Mereka Memilih Bertani Ketimbang Nelayan

×

Mereka Memilih Bertani Ketimbang Nelayan

Sebarkan artikel ini

Langkahnya penuh hati-hati saat melewati jalan licin menanjak. Diujung tanjakan perempuan parubaya ituberhenti mengatur napas yang sedari tadi mulai tersengal. Dengan kain sarung yang disampir di kepala, Ia menyeka keringat yang mulai bermunculan di dahinya. Tugas berat mendorong Artco berisi bibit cengkeh selalu akrab dan menjadi pembuka hari bagi Sumarni. Bersama rekannya, perempuan beranak empat itu harus bolak balik mendorong arco berisi bibit sejauh dua ratus meter.

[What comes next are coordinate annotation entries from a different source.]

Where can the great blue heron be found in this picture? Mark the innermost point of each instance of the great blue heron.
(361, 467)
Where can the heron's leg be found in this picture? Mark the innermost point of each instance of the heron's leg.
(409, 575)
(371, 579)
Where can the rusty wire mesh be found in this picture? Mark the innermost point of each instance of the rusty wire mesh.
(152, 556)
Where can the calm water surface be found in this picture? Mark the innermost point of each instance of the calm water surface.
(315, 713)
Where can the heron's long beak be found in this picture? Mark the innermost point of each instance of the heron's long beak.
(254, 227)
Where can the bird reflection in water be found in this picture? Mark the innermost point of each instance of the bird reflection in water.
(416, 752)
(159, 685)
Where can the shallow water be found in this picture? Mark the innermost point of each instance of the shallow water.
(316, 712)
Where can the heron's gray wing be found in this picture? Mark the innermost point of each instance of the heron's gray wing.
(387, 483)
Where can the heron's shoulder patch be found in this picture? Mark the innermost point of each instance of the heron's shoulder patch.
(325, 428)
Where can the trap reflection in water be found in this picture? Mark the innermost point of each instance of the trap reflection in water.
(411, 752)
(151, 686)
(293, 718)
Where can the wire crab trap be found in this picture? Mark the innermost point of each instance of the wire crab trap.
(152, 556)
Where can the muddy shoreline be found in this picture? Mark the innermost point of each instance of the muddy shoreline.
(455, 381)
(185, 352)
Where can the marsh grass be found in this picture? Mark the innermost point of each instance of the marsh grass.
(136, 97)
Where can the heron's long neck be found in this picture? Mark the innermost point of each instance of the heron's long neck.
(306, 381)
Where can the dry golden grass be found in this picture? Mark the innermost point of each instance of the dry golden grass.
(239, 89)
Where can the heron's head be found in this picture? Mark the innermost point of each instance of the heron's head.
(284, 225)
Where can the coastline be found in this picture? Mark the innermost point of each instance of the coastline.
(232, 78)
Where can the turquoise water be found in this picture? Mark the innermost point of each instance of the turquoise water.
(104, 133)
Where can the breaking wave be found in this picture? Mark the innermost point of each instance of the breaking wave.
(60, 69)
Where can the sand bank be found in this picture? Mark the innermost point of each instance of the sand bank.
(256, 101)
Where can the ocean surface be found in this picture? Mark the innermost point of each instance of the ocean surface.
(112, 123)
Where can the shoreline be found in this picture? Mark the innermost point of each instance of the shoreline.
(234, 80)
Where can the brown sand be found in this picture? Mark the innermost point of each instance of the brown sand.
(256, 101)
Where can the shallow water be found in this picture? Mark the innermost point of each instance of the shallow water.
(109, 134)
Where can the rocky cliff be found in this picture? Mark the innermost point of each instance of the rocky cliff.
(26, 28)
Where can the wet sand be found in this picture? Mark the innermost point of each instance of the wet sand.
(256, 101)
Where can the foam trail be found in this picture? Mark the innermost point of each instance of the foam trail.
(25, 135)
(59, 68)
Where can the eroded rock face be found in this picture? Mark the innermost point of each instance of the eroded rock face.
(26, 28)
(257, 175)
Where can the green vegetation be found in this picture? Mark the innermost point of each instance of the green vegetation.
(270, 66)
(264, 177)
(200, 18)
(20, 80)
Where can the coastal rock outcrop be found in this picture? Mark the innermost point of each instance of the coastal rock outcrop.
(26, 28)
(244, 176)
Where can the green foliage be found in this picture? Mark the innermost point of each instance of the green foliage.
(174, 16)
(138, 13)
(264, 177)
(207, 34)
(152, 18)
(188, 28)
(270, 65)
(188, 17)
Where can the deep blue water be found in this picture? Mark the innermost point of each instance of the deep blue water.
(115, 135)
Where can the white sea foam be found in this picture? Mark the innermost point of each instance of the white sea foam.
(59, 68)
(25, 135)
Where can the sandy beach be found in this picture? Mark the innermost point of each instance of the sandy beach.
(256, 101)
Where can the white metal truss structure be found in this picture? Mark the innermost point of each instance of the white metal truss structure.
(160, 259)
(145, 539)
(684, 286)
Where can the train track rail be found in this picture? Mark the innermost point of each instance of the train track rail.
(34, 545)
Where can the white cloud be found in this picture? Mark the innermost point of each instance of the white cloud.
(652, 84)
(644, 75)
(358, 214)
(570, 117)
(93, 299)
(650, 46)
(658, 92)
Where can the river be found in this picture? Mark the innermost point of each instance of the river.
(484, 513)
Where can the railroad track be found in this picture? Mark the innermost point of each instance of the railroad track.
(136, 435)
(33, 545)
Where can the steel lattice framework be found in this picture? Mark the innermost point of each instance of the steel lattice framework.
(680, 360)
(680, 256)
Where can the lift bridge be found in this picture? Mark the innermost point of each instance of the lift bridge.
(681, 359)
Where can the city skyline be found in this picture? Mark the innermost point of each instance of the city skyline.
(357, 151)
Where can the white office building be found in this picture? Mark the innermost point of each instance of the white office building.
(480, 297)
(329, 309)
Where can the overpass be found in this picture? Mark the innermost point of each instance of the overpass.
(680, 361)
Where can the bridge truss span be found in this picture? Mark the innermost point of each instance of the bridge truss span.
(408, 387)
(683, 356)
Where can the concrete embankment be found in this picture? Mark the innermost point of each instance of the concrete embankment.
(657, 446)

Sumarni mengaku mengambil bibit cengkeh dari lokasi persemaian yang terletak di ujung desa. Areal pembibitan cengkeh tersebut milik salah satu warga setempat. Bibit yang dibeli dengan harga Rp 2000 per pohon sudah disimpan dalam polibag dan selanjutnya akan di tanam di lahan milik mereka.

“Tak hanya bibit cengkeh yang di tanam, ada juga bibit pala, rambutan,”kata Sumarni, sembari menunjuk lokasi bibit persemaian di desanya.

Di lahan milik Sumarni setidaknya sudah ada lebih dari seribu pohon cengkeh yang tumbuh. Bahkan sebagian telah berkali-kali dipanen. Cengkeh di tanah selus dua hektar itu adalah warisan orang tuanya dan kini terus dirawatnya. Cengkeh, pala dan jambu mete menjadi komoditi andalan warga desa, terbukti di seluruh lahan warga, kedua komoditi pertanian ini menjadi andalan.

Sejak lama Desa Batumea yang berpenduduk kurang lebih 160 KK ini sudah mengenal pola pertanian. Bagi penduduk desa dari generasi ke generasi, hasil perkebunan adalah tempat bergantung, penyokong berbagai sendi kehidupan. sebagian besar masyarakat yang tergantung dari perkebunan menggabungkan kegiatan berladang dan berkebun dengan memancing ikan di laut dan mengumpulkan berbagai jenis produk hasil pertanian.

Pantai Desa Batumea. foto: Joss

Desa batumea tak hanya kaya potensi pertanian tetapi juga potensi perairan laut. Sayangnya di desa ini minim orang yang berprofesi sebagai nelayan, karena warga lebih memilih bertani ketimbang melaut. “Kendati ada yang melaut itu pun hanya terbatas sebagai nelayan musiman, nelayan yang hanya memenuhi kebutuhan makan sehari-hari,”kata Sumarni. Padahal hasil ikan perairan wawonii sangat melimpah.

Posisi desa ini berada cukup dekat dengan laut, namun tanah desa cukup subur untuk lahan pertanian. Terbukti tanaman yang tumbuh cukup bervariasi, diantaranya, komoditi jambu mete, cengkeh, pala, kelapa. Selain itu tumbuh subur aneka pohon buah-buahan, antara lain; pisang, rambutan, langsat dan kedondong. Setiap warga memiliki perkebunan cengkeh dan jambu mete sendiri yang luasnya bervariasi, antara 1-3 Hektar.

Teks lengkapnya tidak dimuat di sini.